XMM had to be created because:

  1. The primary control plane moved from endpoints to identity and SaaS.
    Managing endpoints is still critical, but it is not enough. The policies, roles, licenses, and relationships inside Microsoft 365 now define what users can do and what attackers can abuse.

  2. MSPs needed a true multi-tenant view of Microsoft 365, not just device lists.
    You cannot scale serious security or operations work if you are living inside one tenant at a time.

  3. Tool sprawl stopped being a badge of maturity and became a liability.
    Just like XDR consolidated point security tools into something more coherent, XMM has to consolidate how we see and act on tenants, identities, devices, backup, and posture.

  4. Customers started buying outcomes, not tools.
    They do not care what mix of RMM, portals, and scripts you string together. They care whether MFA is enforced, critical data is recoverable, devices are compliant, and incidents are handled quickly.

  5. AI raised the bar on what “management” can look like.
    Once you have a unified data layer and a consistent way to act on it, you can start layering on assistants, copilots, and automation that reason about the entire environment, not just one console at a time.

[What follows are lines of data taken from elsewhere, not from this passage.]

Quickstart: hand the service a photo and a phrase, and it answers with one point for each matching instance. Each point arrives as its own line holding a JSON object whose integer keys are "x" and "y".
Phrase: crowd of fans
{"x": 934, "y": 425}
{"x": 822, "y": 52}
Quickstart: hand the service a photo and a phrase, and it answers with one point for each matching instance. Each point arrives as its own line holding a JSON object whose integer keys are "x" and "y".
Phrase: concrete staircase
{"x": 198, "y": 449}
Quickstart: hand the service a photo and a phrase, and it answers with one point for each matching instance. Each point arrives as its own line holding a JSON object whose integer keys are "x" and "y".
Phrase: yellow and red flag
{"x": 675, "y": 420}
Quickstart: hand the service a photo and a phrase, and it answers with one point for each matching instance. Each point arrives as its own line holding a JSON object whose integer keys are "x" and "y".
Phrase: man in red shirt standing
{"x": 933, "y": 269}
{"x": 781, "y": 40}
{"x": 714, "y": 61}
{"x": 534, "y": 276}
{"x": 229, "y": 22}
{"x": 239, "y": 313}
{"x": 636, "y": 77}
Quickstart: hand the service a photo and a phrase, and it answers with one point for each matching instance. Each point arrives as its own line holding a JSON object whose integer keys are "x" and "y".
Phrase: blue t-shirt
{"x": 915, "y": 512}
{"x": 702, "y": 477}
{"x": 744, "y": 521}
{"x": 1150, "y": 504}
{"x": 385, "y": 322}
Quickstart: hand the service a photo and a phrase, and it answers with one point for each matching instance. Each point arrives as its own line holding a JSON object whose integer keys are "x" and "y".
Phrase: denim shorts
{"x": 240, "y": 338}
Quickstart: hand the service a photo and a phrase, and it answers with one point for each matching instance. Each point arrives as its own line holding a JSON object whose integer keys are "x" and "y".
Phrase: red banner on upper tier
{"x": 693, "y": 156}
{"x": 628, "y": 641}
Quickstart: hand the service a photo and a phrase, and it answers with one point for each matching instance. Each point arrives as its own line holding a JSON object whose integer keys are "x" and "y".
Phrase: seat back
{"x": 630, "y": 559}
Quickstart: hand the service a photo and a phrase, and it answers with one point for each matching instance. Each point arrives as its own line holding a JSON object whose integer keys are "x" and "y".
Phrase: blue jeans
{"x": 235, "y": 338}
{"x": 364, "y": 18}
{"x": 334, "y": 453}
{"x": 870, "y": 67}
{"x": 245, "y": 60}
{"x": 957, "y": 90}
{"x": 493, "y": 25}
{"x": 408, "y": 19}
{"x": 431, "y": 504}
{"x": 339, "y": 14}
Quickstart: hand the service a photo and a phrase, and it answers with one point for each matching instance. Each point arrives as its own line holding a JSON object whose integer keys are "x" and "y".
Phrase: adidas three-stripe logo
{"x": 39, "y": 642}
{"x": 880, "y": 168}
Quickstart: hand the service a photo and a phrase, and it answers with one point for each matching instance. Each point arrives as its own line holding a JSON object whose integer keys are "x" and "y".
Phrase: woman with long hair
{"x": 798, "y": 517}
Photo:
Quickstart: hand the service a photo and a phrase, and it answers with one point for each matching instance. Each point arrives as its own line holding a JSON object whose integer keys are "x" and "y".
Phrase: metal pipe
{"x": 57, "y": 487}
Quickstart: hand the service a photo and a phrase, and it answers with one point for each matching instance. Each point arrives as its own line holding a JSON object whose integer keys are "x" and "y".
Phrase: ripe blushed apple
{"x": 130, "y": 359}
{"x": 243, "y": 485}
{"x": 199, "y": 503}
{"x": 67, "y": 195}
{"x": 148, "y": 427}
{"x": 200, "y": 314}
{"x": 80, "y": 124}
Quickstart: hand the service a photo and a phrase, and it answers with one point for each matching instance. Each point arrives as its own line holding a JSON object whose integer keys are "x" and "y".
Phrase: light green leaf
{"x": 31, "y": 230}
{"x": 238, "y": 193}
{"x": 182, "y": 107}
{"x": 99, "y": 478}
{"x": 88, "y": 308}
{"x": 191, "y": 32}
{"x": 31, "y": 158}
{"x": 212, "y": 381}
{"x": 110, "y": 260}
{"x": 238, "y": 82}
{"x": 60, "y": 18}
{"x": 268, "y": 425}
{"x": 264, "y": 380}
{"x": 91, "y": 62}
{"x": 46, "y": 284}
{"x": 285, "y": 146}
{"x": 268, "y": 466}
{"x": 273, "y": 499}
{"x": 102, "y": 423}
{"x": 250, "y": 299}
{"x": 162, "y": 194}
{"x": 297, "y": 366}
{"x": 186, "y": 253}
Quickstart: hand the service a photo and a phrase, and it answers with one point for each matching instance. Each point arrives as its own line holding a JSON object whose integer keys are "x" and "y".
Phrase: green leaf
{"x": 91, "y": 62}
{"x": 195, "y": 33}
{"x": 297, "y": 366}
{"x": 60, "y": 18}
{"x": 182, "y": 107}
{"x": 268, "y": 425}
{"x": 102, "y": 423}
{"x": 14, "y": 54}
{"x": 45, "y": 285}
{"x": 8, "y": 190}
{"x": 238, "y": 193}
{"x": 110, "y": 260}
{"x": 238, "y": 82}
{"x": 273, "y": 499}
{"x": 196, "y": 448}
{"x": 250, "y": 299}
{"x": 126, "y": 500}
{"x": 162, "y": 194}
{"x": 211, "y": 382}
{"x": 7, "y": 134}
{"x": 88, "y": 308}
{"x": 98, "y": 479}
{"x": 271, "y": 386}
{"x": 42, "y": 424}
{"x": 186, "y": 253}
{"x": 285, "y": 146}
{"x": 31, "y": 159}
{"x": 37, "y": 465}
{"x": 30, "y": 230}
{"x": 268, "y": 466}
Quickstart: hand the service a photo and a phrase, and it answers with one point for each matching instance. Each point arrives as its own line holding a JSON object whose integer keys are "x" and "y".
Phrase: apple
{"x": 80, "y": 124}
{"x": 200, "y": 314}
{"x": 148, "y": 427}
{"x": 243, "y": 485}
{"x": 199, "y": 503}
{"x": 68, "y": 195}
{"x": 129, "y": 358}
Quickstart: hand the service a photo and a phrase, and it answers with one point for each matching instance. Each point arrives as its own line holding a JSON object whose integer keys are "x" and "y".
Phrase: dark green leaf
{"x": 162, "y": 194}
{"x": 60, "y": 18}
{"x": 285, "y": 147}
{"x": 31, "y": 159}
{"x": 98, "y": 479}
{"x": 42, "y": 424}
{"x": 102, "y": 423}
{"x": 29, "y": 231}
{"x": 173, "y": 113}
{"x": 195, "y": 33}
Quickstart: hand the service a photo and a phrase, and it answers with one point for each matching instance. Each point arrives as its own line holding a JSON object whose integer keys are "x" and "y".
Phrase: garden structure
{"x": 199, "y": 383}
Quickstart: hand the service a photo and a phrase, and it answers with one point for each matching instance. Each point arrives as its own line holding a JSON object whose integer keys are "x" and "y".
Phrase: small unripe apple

XMM, for me, is the platform that takes all of that seriously.

It respects the heritage of RMM in the way it treats devices and agents, but it also admits that the main story has moved higher up the stack: to tenants, identity, configuration, and data protection.

A personal reflection: this is not the end of the journey

When people hear “XMM,” they sometimes assume it is a marketing term that came first and a product that came later.

For me, it is the opposite.

XMM is the label I put on a pattern I kept seeing across MSPs:

  • RMM doing its job, but increasingly out of position

  • Microsoft 365 becoming the new backbone of the business

  • Security expectations rising, while margins and headcount stayed flat

  • Tool sprawl and swivel-chair operations turning into real business risk

Just like XDR continues to evolve as attackers change tactics and environments get more complex, XMM will keep evolving as Microsoft adds new capabilities, as identity becomes even more central, and as AI becomes a day-to-day part of how we manage and secure environments.

I do not think of XMM as “the thing we built once.” I think of it as the layer that has to sit between MSPs and the increasingly complex Microsoft-first estates they are responsible for.

RMM was the right idea for its time. XMM is my attempt to honor that foundation while building for the way MSPs actually work, and the way attackers actually operate, today.

And if my experience over the last few years has taught me anything, it is this: when the center of gravity moves, the tools have to move with it. If they do not, someone else will build the platform that does.

This time, I wanted to make sure we were the ones who did.